Thursday, August 24, 2017

One or four things we learned at the Celery Fields Hearing

Update: Excellent, detailed report on the Board Hearing by Rachel Hackney in the Sarasota News Leader.*

The award-winning (and quite tall) attorney hired by James Gabbert to push through his waste proposal started the August 23rd hearing by reminding us all that emotion and sign waving do not count. Only the facts count, William Merrill III said.

One man's definition of "fact" is not another's.

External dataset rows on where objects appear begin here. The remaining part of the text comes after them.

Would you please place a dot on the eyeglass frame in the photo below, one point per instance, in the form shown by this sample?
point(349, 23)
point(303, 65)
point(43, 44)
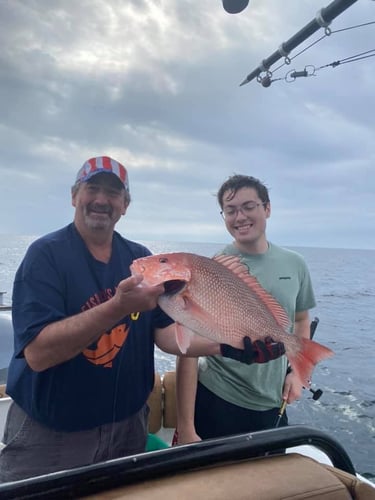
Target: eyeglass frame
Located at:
point(242, 208)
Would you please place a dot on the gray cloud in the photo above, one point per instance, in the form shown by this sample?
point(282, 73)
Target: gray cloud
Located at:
point(156, 85)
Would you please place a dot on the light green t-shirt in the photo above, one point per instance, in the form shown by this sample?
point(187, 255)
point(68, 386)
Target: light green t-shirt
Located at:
point(284, 274)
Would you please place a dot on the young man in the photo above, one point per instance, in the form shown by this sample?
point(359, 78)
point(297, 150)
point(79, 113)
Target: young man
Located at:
point(220, 396)
point(83, 365)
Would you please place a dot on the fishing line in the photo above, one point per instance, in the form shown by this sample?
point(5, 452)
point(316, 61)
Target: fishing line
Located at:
point(267, 79)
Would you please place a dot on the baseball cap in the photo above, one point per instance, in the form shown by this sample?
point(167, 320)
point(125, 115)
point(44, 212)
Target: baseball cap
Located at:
point(235, 6)
point(103, 164)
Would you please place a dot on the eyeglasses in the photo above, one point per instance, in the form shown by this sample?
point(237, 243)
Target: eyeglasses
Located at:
point(246, 209)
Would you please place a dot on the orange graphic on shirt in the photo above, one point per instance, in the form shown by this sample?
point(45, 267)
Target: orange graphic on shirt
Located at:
point(107, 347)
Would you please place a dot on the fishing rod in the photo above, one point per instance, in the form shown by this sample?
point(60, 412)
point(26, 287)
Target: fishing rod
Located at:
point(322, 20)
point(316, 393)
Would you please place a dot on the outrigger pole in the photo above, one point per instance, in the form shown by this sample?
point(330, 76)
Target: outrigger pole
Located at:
point(321, 20)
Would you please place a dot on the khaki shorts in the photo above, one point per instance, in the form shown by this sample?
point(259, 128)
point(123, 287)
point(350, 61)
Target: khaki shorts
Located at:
point(31, 449)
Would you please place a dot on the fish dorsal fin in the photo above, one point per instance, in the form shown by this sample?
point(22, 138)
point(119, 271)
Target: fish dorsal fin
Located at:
point(234, 264)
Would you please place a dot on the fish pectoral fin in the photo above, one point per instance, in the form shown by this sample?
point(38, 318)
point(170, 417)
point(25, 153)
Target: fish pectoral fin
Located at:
point(183, 337)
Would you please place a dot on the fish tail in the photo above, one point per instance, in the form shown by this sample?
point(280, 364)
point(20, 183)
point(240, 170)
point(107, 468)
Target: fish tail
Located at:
point(309, 354)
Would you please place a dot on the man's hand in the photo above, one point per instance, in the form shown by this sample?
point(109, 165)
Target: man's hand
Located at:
point(133, 296)
point(254, 352)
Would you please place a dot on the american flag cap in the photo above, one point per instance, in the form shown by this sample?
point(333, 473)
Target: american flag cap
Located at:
point(102, 164)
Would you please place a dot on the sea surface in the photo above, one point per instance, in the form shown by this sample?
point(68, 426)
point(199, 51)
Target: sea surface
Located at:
point(344, 284)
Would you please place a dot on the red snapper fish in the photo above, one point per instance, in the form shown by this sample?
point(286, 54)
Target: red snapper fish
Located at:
point(218, 299)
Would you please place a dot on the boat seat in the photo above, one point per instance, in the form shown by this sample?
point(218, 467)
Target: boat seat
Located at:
point(292, 476)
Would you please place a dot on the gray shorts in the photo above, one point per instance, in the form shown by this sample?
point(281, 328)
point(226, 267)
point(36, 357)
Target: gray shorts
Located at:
point(32, 449)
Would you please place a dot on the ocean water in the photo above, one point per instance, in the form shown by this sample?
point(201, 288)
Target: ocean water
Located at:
point(344, 284)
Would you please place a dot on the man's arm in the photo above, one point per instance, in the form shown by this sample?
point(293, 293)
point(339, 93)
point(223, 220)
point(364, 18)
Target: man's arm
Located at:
point(65, 339)
point(292, 387)
point(186, 390)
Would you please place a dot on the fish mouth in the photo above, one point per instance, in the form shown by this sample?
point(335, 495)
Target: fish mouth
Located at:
point(172, 287)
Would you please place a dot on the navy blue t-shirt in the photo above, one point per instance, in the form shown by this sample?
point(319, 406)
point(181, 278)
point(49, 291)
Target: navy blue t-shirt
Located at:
point(112, 378)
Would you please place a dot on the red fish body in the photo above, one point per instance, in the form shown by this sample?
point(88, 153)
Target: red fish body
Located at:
point(218, 299)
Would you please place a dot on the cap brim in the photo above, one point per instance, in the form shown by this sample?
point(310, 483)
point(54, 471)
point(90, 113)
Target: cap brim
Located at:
point(91, 175)
point(235, 6)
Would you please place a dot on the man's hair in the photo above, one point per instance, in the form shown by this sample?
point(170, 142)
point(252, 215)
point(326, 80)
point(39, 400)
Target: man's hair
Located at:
point(236, 182)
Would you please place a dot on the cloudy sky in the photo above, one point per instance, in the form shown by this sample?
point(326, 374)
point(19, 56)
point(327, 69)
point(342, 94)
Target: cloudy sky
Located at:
point(155, 84)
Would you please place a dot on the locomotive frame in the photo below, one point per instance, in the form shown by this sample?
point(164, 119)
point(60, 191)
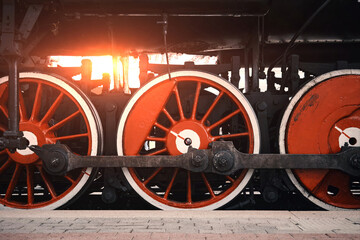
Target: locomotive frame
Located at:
point(257, 114)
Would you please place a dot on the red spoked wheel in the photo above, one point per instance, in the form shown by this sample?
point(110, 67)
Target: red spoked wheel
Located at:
point(51, 111)
point(166, 117)
point(321, 118)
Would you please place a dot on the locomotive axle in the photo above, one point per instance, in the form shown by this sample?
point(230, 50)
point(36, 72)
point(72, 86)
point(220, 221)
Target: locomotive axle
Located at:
point(222, 158)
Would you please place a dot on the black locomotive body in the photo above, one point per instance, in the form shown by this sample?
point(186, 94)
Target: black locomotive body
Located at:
point(199, 136)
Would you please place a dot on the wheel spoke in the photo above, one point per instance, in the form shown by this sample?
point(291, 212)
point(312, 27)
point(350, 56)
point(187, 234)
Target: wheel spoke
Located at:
point(221, 121)
point(30, 184)
point(69, 137)
point(6, 165)
point(208, 185)
point(157, 152)
point(13, 182)
point(189, 200)
point(47, 182)
point(161, 127)
point(156, 139)
point(168, 189)
point(171, 119)
point(63, 122)
point(37, 103)
point(211, 108)
point(215, 138)
point(152, 176)
point(196, 100)
point(178, 101)
point(52, 109)
point(22, 108)
point(333, 178)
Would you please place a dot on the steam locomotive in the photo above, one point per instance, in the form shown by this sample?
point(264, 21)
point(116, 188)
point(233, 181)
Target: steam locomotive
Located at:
point(191, 136)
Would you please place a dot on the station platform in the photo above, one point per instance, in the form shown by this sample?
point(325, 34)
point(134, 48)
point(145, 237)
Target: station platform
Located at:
point(186, 225)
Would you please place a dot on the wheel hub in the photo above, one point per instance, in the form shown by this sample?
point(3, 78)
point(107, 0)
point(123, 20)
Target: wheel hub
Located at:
point(185, 134)
point(36, 136)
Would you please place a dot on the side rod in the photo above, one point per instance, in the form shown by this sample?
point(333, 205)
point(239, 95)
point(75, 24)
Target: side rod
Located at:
point(222, 158)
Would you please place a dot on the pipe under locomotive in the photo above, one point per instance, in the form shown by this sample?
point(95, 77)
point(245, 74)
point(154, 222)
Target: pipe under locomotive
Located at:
point(190, 137)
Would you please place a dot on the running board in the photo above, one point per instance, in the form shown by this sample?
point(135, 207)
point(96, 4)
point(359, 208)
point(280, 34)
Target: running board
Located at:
point(221, 158)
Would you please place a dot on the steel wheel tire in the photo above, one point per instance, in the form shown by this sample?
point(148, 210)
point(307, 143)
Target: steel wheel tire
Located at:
point(340, 89)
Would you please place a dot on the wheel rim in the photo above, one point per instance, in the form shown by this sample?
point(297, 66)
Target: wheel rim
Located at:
point(24, 182)
point(163, 115)
point(320, 119)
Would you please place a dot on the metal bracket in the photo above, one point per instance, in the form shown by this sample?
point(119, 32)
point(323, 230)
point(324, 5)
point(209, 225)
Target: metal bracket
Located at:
point(222, 158)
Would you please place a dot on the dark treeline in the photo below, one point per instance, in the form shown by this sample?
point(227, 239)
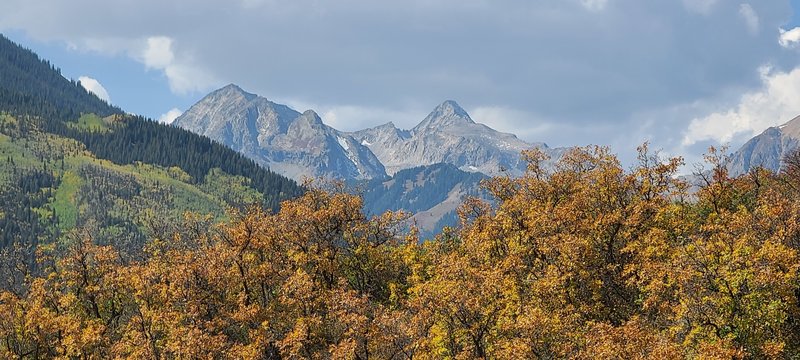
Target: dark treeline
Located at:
point(32, 88)
point(140, 140)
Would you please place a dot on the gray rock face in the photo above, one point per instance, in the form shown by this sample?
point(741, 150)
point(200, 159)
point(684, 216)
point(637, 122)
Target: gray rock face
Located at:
point(288, 142)
point(767, 149)
point(449, 135)
point(298, 145)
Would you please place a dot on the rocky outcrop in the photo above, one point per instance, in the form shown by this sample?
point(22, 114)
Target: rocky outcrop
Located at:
point(274, 135)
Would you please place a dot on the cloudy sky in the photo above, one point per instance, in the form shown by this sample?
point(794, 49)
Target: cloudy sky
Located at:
point(683, 74)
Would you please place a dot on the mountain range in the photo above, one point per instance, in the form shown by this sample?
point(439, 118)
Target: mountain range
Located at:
point(767, 149)
point(299, 144)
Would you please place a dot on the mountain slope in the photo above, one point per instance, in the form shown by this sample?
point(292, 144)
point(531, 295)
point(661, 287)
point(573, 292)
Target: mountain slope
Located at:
point(448, 135)
point(767, 149)
point(431, 192)
point(63, 166)
point(291, 143)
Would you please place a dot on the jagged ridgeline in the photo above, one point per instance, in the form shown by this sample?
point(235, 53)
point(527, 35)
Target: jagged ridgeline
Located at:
point(68, 158)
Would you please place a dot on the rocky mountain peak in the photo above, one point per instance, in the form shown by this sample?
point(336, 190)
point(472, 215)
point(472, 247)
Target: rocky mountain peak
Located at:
point(312, 118)
point(232, 91)
point(447, 114)
point(791, 128)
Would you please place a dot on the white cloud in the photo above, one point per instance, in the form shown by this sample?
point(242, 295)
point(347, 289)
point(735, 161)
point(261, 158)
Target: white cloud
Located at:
point(750, 17)
point(94, 86)
point(513, 121)
point(158, 52)
point(789, 38)
point(183, 76)
point(170, 116)
point(594, 5)
point(776, 102)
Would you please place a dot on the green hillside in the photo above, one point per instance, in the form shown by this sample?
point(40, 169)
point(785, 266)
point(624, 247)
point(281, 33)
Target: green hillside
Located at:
point(70, 160)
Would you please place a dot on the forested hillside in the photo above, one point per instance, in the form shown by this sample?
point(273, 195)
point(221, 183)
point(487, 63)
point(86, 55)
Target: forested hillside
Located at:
point(586, 261)
point(68, 159)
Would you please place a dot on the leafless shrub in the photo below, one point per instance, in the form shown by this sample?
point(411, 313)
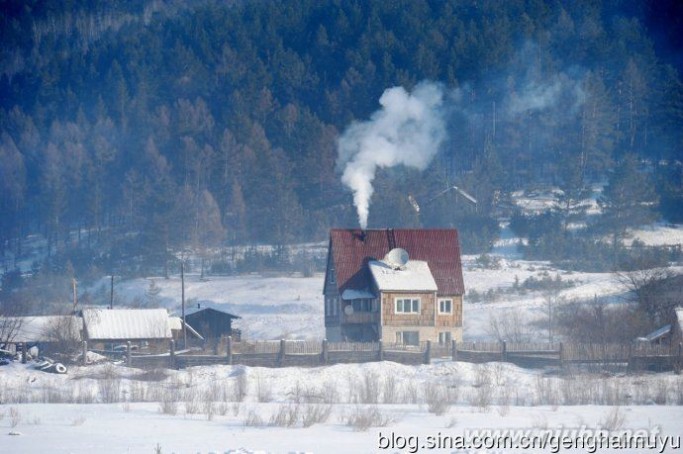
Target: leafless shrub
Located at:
point(436, 397)
point(613, 420)
point(14, 417)
point(482, 393)
point(109, 387)
point(411, 393)
point(264, 393)
point(546, 392)
point(287, 415)
point(315, 414)
point(56, 395)
point(498, 373)
point(137, 392)
point(390, 393)
point(504, 398)
point(367, 390)
point(364, 417)
point(168, 404)
point(661, 391)
point(253, 419)
point(329, 393)
point(612, 392)
point(191, 399)
point(241, 387)
point(679, 391)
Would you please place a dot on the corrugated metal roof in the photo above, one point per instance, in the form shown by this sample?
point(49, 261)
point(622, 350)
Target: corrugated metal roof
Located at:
point(43, 328)
point(176, 324)
point(353, 249)
point(126, 324)
point(414, 276)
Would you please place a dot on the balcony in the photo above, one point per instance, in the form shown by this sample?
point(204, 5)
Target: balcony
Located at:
point(361, 317)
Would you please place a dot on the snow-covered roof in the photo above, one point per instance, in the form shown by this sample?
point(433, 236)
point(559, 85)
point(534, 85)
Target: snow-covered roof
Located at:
point(351, 294)
point(125, 324)
point(414, 276)
point(43, 328)
point(176, 324)
point(657, 334)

In arguing to approve the Gabbert proposal, Commissioner Mike Moran kept using the phrase "fact-based." 
Moran had listened to 81 presentations from a wide spectrum of county residents, many of whom brought professional expertise -- environmentalists, wildlife managers, an epidemiologist, a pulmonologist, a city planner, a land use attorney certified in air pollution -- as well as daily, lived empirical experience of the area in question, its traffic, its road conditions, and so forth. 
Commissioner Moran dismissed all of this testimony from the public as not "fact-based." He failed to mention the Findings of Fact issued by the Planning Commission after it studied Gabbert's proposal in depth. Mr. Moran curiously seemed to find only the presentations of Mr. Gabbert and Bo Medred "fact-based." 
This despite the fact that not once did the applicant adduce independent scientific documentation in support of his repeated assurances that this 16-acre, unenclosed concrete-pulverizing waste plant would be noiseless, pure, and have no impact on traffic and roads.

Identifying facts requires one to pay attention

From the fresh-squeezed brainpan of Jacob Ogles:
TST Ventures officials said the facility would be state-of-the-art and generate minimal traffic or environmental disruption.
Neither Mr. Ogles, nor Commissioner Moran, nor anyone else seemed bothered by Mr. Gabbert's statement that he would be using virtually the same spray devices on his new, proposed dump which he used on the Bee Ridge Landfill that closed in 1998. You can only squeeze facts so far. State of what art, Mr. Ogles?



Bob Wachter doesn't own a Barcalounger.

Wachter spoke near the end of the hearing as is his custom, showed a map where he owns property. I'm the nearest property to the site and I'm not worried about this industrial waste facility, he said. Fearless Bob! Commissioner Detert called him back to the podium. "Is your property commercial or residential?" She asked, adding, "Is this where you have your Barcalounger and TV?"

"I don't have a Barcalounger," said Wachter, before concede the building was not his home, but rather, an industrial warehouse.
It has been noted that if Gabbert's dump were approved, other neighboring property would also seek special exceptions for heavier industrial uses. Wachter potentially stood to gain, rather than be impaired, by the Gabbert project.

It takes a village to avert the pillage.

The extraordinary defeat of an ill-suited use of our land, despite the near total silence of county planners, land use managers, parks officials, environmental specialists, tourism counselors, business leaders, economic analysts, etc. was a close call. It came about thanks to literally thousands of hours of work on the part of multiple teams of spirited citizens loosely joined in aim and determined to "not allow this injustice to occur," as one speaker said.
It will take a great deal of work to rebalance a beaten-down local bureaucracy that has for too long been bullied into doing what it's told to do, rather than doing the work we pay them for: independently assessing the facts and all the implications of land use plans. The system has lost sight of the Big Picture, the values and legacy that once informed Sarasota.
Fortunately, those values, that legacy, continue in the people of Sarasota County.



*An unformatted version of the report can be found here.

3 comments:

  1. Since the lead story on the news last night was about the PowerBall - if anyone won, please donate barcaloungers to all Celery Fields activists who are so deserving of rest! Eight months' sustained work is so laudable!

    ReplyDelete
    Replies
    1. Maybe! The million dollar Bay Area ticket was sold at a Publix in Sarasota located at 8300 Bee Ridge Road.

      Delete
  2. It is sad that the Chamber of Commerce, Visit Sarasota, etc., which have a vested interest in the tourism generated by the Celery Fields, think they must remain silent... or fear to speak out. They should be the first to advocate for an expansion of the Celery Fields to enhance the tourism even further. Tourist amenities, civic uses, even a visitor center in this area (including the Packinghouse District), could be gentle uses that add vibrancy without intrusion or disruption to the area.